If the U.S. would sell 1.2 million vehicles in 2010 as analysts predict, China is much likely to stay on the No. 1 throne this year. And the trend will probably continue in the foreseeable future given China’s great potential of market demand. After all, this is a country of 300 million families on the road to industrialization and urbanization. Personal mobility stands to grow as the national economy pushes forward and per-capita GDP continues to rise.
Longer term, however, the high growth of the automobile sector helps not only grow the national economy and bring about profits for OEMs, suppliers and the upstream and downstream industries, but also uncertainties to the market and society.
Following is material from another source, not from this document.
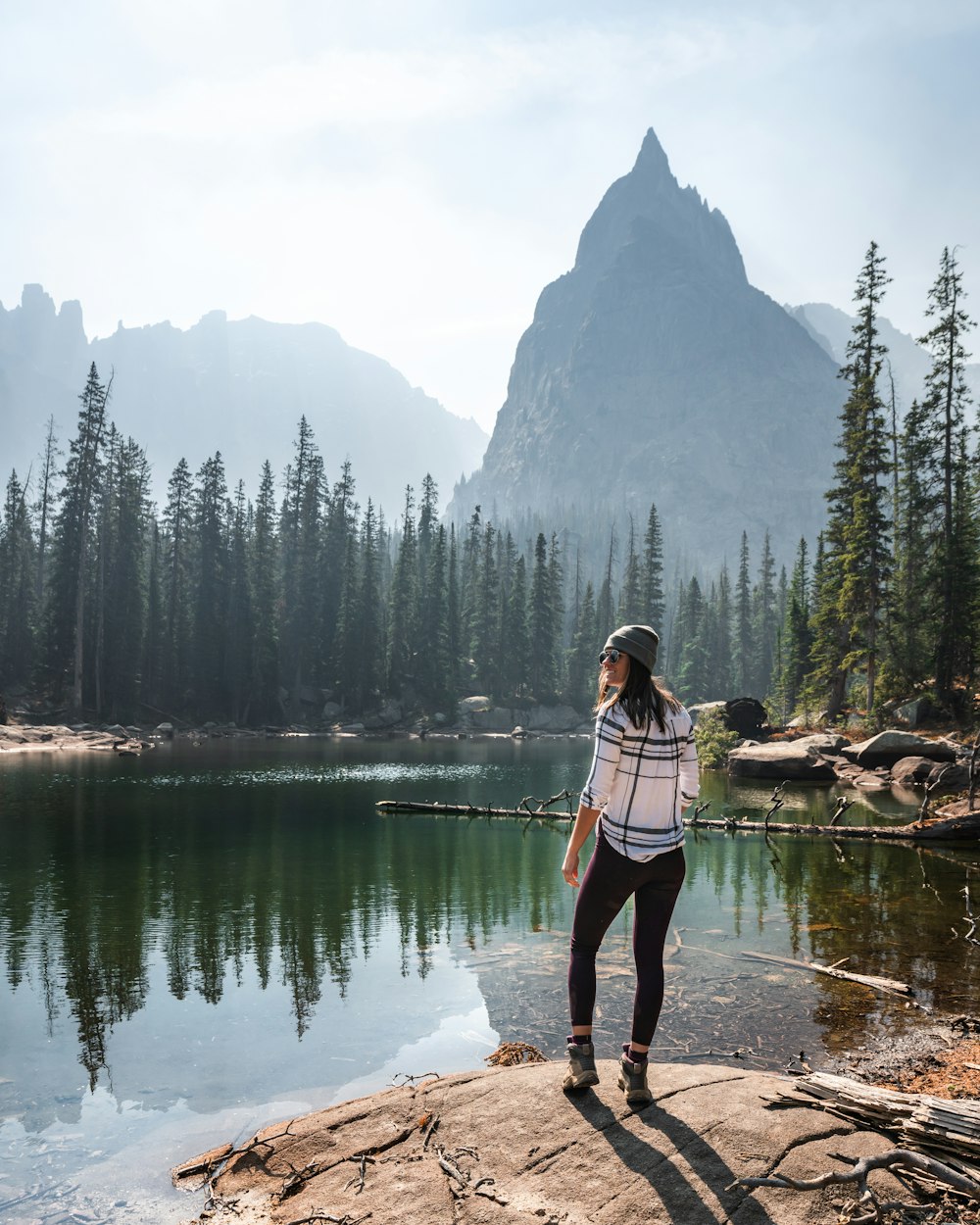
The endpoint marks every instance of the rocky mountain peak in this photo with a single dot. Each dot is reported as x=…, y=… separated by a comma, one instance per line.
x=648, y=206
x=657, y=337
The stimulus policies, though very effective, may lead to unstable future development of the automobile industry. As is well known, the market explosion in 2009 largely benefited from the Automotive Industry Readjustment and Revitalization Plan issued by the Chinese government in early 2009. The halving of the sales tax from 10 to 5 percent boosted sales of passenger vehicles with 1.6 liter and smaller engines by 85 percent to around 2 million units, while rural subsidies and cash-for-clunkers program increased sales by another million, most of which were microvans and light commercial vehicles. Chinese consumers saw government subsidies as a one-time deal, which led to the rush in buying automobiles. Once the stimulus policies expire, sales are likely to cool off.
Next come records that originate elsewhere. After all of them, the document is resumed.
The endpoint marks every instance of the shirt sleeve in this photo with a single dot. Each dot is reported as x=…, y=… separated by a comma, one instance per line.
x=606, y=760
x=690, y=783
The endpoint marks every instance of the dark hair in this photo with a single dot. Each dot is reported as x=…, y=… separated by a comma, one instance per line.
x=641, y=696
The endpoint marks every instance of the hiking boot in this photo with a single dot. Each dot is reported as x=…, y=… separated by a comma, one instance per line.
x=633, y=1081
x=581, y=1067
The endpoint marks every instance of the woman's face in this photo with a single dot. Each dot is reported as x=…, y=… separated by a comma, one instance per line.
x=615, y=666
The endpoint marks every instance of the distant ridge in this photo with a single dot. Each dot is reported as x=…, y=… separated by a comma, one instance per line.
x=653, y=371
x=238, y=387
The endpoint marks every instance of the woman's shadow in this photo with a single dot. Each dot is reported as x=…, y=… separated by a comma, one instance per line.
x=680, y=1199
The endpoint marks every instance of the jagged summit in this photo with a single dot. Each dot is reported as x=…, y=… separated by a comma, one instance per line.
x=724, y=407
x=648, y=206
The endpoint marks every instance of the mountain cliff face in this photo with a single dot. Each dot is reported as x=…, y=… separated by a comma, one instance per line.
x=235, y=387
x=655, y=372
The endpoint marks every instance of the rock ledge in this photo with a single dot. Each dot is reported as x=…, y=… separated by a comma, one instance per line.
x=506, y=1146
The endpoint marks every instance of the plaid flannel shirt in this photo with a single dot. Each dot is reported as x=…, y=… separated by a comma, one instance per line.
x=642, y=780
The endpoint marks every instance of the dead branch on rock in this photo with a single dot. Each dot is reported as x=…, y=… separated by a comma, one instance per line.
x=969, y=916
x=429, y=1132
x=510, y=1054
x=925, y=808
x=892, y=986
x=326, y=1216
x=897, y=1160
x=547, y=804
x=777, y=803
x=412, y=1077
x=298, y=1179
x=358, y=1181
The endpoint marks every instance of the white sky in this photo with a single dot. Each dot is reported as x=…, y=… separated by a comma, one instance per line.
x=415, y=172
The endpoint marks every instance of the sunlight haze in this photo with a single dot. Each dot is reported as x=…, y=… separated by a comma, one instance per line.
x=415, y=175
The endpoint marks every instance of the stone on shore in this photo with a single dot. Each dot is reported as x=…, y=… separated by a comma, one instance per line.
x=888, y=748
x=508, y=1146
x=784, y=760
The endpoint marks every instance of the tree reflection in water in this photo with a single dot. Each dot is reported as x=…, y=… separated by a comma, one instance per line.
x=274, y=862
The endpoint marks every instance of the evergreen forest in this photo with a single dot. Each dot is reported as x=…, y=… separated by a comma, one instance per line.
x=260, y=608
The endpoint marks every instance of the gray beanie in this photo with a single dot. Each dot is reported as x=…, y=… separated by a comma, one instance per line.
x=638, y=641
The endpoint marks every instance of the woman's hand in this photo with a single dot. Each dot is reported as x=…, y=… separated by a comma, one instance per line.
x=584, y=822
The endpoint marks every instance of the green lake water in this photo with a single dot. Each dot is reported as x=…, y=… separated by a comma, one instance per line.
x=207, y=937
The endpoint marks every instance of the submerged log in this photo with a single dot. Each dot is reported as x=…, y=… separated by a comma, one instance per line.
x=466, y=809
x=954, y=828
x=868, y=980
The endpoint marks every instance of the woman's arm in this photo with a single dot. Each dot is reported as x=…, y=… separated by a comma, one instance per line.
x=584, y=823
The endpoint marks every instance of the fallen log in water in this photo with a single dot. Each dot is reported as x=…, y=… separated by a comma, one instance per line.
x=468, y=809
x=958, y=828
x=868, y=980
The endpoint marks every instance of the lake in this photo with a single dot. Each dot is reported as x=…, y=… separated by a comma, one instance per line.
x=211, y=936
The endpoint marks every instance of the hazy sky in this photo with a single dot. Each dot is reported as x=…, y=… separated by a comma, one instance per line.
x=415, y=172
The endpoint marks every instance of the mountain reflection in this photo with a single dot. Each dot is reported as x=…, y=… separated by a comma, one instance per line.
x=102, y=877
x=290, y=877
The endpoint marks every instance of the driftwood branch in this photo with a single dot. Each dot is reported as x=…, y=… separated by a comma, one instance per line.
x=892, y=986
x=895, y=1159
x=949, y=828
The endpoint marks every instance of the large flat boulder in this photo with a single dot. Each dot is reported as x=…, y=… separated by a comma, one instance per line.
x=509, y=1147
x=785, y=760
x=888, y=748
One of the big drivers for China’s booming car market has been the demand of institutional and fleet automobiles. According to incomplete statistics, annual demand for automobiles from central and local Party and government agencies and institutions and State-owned companies is at least 1 million units valued at ¥400 billion ($58.8 billion). Addressing the increasing financial burden of official cars as well as an unpopular issue of corruption, the central government is mulling on revising government vehicle procurement standards, which would directly affect demand. The central government has just decided to close down most of the 10,000 offices of local governments established in Beijing for purposes of building relationships with central government agencies.
A booming market may also have delayed consolidation of the industry. In 2009 we saw the M&As between GAC and Changfeng, Chang’an and Hafei and Changhe, two micro-vehicle manufacturers under the country’s aviation industry. But such consolidations are more or less tailored by the central government. It is far from enough as an explosive market had boosted sales and profits of most of the 100 or so automakers in China. Reports said that Southeast Motors, passenger vehicle subsidiary of Fujian Motor, refused to merge with BAIC after a year’s negotiation. Southeast Motors was profitable in 2009 and decided to invest more in their own-brands. In a thriving market, nobody would be willing to consider M&As.
Independent automakers are still distance away from selling in developed markets. Despite good domestic performance in 2009, automobile export fell 50.77 percent in the January-November period. Robust domestic demand and downturn in the western markets reduced their efforts of foraying into the overseas market. In contrast, major foreign brands, including GM, Ford, Volkswagen, Toyota, Nissan, Peugeot, Citroën, Hyundai and Kia, sold a total of 613 million vehicles through their China JVs in 2009, accounting for 45 percent of total sales.
It will be an uphill battle for local independent OEMs to be able to sell in volume in developed markets such as Western Europe and North America. While it may take less time for them to bring out vehicles that meet local safety and emissions standards, successful sales in large quantities will depend on whether they are able to set up a sufficient dealer network and resolve a host of sales and distribution issues such as financing, parts supply, aftersales service, PR and advertising and brand building.
With total annual sales volume reaching close to 14 million units and an expected annual growth rate of 10 percent in the coming years, China will face mounting problems of energy consumption, environmental protection, CO2 reduction and urban traffic congestion. Analysts already cry out that neither China’s economy nor the mother earth will be able to sustain a healthy development of the automobile industry if such problems are not addressed now.